Jika Anda berencana melakukan ekspor ke Uni Eropa, Inggris, atau kawasan ASEAN yang lebih luas, lini produk yang sepenuhnya bergantung pada profil candy akan menghadapi penyusutan akses pasar yang drastis akibat aturan pelarangan lokal di negara tujuan.

Seperti Apa Wujud “Diversifikasi” yang Sebenarnya?

Diversifikasi bukan berarti Anda harus menghapus produk terlaris Anda hari ini; melainkan membangun sebuah polis asuransi ke dalam portofolio produk Anda.

Dibanding sekadar meniru profil candy generik dari produsen Barat atau China, produsen Indonesia memiliki peluang emas untuk memanfaatkan kekayaan warisan kuliner dan pertanian lokal:

Kategori FlavorPeluang Unik Khas Indonesia
Profil KopiMemanfaatkan kopi single-origin premium seperti Mandheling, Gayo, atau Toraja dengan karakter roast yang autentik.
Profil TehKarakter earthy dan kompleks dari teh single-origin asal Jawa dan Sumatra yang mulai diburu pasar premium internasional.
Herbal & BotanikalRacikan canggih menggunakan bahan lokal seperti pandan, serai, dan cengkeh yang memberikan kedalaman rasa unik.

Profil yang berorientasi pada konsumen dewasa (adult-centric) ini jauh lebih aman dari target regulasi batasan usia vape. Terlebih lagi, rasa ini memiliki daya tarik tinggi bagi selera konsumen matang di pasar Barat yang sangat menghargai kompleksitas produk artisanal.

Kesimpulan: Liquid yang Bertahan di Era Kemasan Polos

Ketika regulasi kemasan polos menyeragamkan seluruh bungkus dan menghapus label cerah serta visual kartun buah, profil flavor dan nama produk akan menanggung seluruh beban identitas merek Anda. Produk dengan rasa liquid yang khas dan matang akan kehilangan jauh lebih sedikit momentum dibanding merek yang selama ini hanya mengandalkan desain grafis kemasan yang mencolok.

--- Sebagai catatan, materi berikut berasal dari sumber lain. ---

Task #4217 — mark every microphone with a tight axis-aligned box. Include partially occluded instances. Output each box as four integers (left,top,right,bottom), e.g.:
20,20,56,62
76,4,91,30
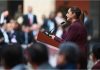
61,22,66,26
44,22,66,37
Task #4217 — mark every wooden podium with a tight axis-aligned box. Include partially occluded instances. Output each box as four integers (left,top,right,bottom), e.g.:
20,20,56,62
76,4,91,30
37,31,59,47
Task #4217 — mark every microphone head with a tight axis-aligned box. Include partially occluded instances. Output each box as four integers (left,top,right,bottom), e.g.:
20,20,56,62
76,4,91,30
61,22,65,25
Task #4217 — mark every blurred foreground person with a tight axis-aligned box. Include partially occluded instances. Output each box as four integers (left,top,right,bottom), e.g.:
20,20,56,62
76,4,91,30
92,44,100,70
1,44,26,70
57,42,79,70
52,7,87,69
21,25,35,47
27,43,53,70
0,10,10,24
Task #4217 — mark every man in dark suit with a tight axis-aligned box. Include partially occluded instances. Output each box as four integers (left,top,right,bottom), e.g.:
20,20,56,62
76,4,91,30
52,7,87,69
92,44,100,70
23,6,37,25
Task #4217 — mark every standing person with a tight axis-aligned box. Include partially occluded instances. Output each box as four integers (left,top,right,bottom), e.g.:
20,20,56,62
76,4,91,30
0,10,10,24
14,5,23,20
52,7,87,69
23,6,37,25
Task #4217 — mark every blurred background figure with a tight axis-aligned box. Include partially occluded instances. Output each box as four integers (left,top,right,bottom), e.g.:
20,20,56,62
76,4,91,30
27,43,55,70
83,11,93,40
7,19,21,44
30,24,40,39
42,12,57,34
23,6,37,25
55,11,66,38
1,44,27,70
0,23,9,44
14,4,23,20
20,25,35,48
0,10,10,24
92,44,100,70
57,42,80,70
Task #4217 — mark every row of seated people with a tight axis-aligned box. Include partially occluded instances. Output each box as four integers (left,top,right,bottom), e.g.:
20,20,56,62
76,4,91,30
0,42,100,70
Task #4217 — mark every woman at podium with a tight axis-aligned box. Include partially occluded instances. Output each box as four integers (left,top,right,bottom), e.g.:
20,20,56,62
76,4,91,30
51,7,87,69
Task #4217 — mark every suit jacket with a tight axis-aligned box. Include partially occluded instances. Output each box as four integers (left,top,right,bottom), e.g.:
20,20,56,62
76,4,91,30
23,14,37,25
92,61,100,70
8,31,21,44
21,32,35,44
55,20,87,52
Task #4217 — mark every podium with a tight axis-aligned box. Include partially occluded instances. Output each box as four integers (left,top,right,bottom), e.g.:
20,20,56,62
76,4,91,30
37,31,60,47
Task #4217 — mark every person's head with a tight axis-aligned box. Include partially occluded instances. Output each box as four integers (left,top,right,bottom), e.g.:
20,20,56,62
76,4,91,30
28,6,32,13
3,10,9,17
56,11,63,18
1,44,24,69
27,43,48,67
66,7,81,21
18,4,22,12
0,23,7,30
92,44,100,61
22,25,30,32
49,12,55,19
57,42,79,65
10,19,17,29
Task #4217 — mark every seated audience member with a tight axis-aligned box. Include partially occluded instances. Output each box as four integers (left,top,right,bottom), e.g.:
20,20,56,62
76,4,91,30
0,24,9,44
1,44,26,70
92,44,100,70
0,10,10,24
57,42,79,70
27,43,53,70
7,22,20,43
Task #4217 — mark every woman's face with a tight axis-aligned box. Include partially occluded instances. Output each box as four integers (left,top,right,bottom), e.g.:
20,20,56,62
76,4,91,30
66,8,75,21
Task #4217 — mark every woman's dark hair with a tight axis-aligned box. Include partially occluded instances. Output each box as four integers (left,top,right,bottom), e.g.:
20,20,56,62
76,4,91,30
70,7,81,19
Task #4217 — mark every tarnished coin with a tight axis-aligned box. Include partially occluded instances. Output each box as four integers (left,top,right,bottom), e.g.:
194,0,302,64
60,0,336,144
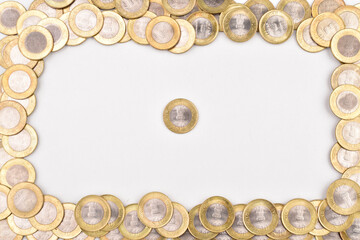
187,11,219,46
226,204,254,239
163,98,199,133
119,204,151,240
243,199,279,235
311,0,345,17
318,200,353,232
189,205,217,240
259,10,294,44
199,196,235,233
0,158,36,188
0,1,26,35
276,0,311,29
310,12,345,47
326,178,360,215
281,199,317,235
331,64,360,89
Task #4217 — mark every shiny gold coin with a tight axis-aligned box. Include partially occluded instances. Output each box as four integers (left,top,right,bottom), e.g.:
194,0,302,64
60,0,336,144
53,203,81,239
0,158,36,188
310,12,345,47
7,182,44,218
1,65,37,99
326,178,360,215
243,199,279,235
318,200,353,232
169,19,195,53
0,1,26,35
188,205,218,240
2,124,38,158
163,98,199,133
38,18,69,52
156,202,189,239
69,4,104,38
199,196,235,233
281,199,317,235
259,10,294,44
127,12,156,45
276,0,311,30
94,11,126,45
119,204,151,240
330,85,360,119
311,0,345,17
221,7,258,42
145,16,180,50
187,11,219,46
296,18,325,52
115,0,150,19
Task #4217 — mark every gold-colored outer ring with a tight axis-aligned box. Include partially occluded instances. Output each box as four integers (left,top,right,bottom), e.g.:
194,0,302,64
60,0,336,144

Pengembangan flavor membutuhkan waktu berbulan-bulan untuk riset, pengujian, dan pemenuhan dokumen kepatuhan bahan baku. Produsen yang cerdas adalah mereka yang menginvestasikan pendapatan dari lini candy saat ini untuk mulai membangun profil rasa yang tangguh terhadap regulasi.

Meluncurkan lini botanikal atau kopi yang canggih pada tahun 2026 akan menjadi langkah visioner yang brilian ketika pembatasan flavor kelak diperketat. Menunggu hingga regulasi tersebut diketuk palu hanya akan menjebak bisnis Anda dalam manajemen krisis.